Parsley Energy Misses on Earnings, $PE Loses Over 12% on The Day

Permian operator Parsley Energy $PE missed on the top and bottom line in Q2 earnings Wednesday with ot’s shares cracked further on the news, $PE was already down over 6%, after earnings it is now down over 12% on the day.

Parsley Energy $PE,  missed on the top and bottom line in Q2 earnings Wednesday with it’s shares cracked further on the news, $PE was already down over 6%, after earnings it is now down over 12% on the day. The company is focused exclusively on the Midland and Southern Delaware basins in the Permian. 

Parsley had a slight shift in production mix in 2Q17, with oil as a percentage of total production down from 69% to 67%, a function of contributions from recently acquired vertical production and seasonal increases in plant efficiencies that boosted the recovery of NGLs.

Earnings:  EPS of 5 cents on revenue of $213.6 million. Misses on both fronts, expectations were EPS 11 cents with revenue $222 million.

Reaction: Parsley Energy Inc NYSE: PE – After-hours25.79 –1.60 (-5.84%This was after closing down for the day at 27.39 –1.85 (- 6.33%). The stock is down over 12% on the day.



  • Net production averaged 64.7 MBoe per day, up 18% versus 1Q17 and 81% year-over-year.
  • Daily net oil production increased 14% versus 1Q17 and 82% year-over-year.

Balance Sheet and Hedging

As of June 30, 2017, the Company had approximately $1.5 billion of liquidity, consisting of $503 million of cash on hand and an undrawn amount of $997 million on the Company’s revolver.(2) Parsley added to its oil hedge portfolio during the quarter and now has an average of 58 MBbls per day of oil hedged during 2018 with an average floor price of approximately $50/Bbl.(3) “Parsley Energy continues to operate from strong financial footing,” said Ryan Dalton, Parsley’s CFO. “A differentiated cash position and an advantaged hedge book provide a buffer if oil prices decline and facilitate strategic growth in more constructive commodity scenarios.”
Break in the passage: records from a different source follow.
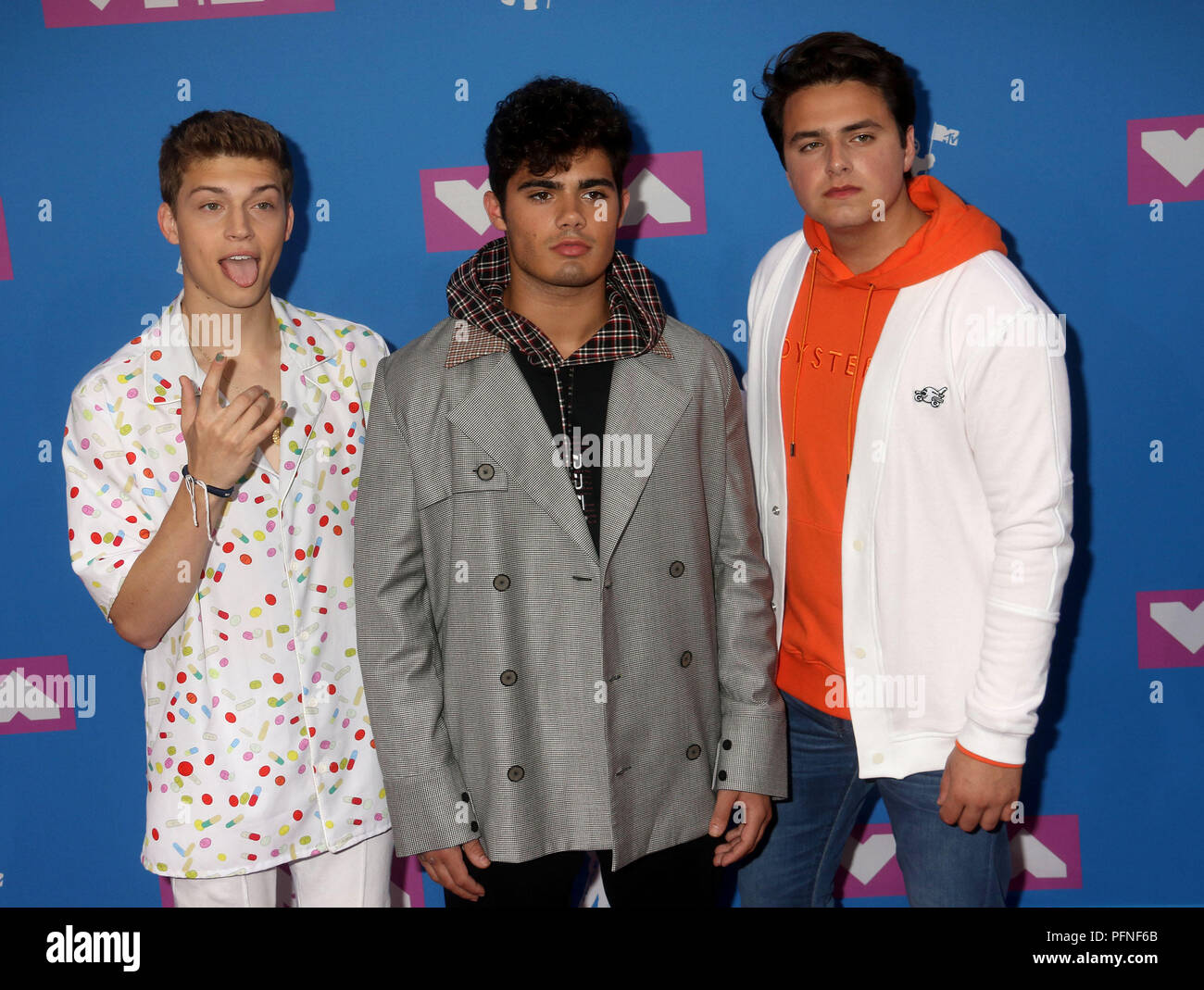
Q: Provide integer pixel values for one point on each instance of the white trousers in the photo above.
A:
(353, 877)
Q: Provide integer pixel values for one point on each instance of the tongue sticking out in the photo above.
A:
(242, 271)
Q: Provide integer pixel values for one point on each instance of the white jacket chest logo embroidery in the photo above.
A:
(931, 395)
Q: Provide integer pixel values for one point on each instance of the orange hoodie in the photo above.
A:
(834, 330)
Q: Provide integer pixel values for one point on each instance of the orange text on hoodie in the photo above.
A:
(837, 320)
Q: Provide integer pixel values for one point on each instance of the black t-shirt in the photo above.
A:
(586, 392)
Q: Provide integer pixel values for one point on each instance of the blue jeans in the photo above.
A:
(796, 865)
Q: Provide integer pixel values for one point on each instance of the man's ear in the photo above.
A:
(494, 209)
(168, 223)
(909, 149)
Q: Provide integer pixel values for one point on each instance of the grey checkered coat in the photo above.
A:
(522, 690)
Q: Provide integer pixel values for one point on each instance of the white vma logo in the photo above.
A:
(653, 197)
(1030, 853)
(1185, 624)
(465, 200)
(1183, 157)
(19, 697)
(865, 860)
  • Parsley is increasing guidance for full-year 2017 and 4Q17 daily net production, reflecting broadly stronger well performance and higher NGL volumes.
  • The Company is reducing its estimated full-year 2017 oil percentage to account for its 2Q17 production mix, as discussed above, and for increasing contributions from Wolfcamp C wells.
  • Parsley is also reducing its expected completion count in the Southern Delaware Basin to reflect extended project cycle times earlier this year.
  • Estimated full-year 2017 capital expenditures are unchanged, as fewer expected completions are offset by incremental drilling activity associated with early rig delivery. All other guidance remains unchanged, as well.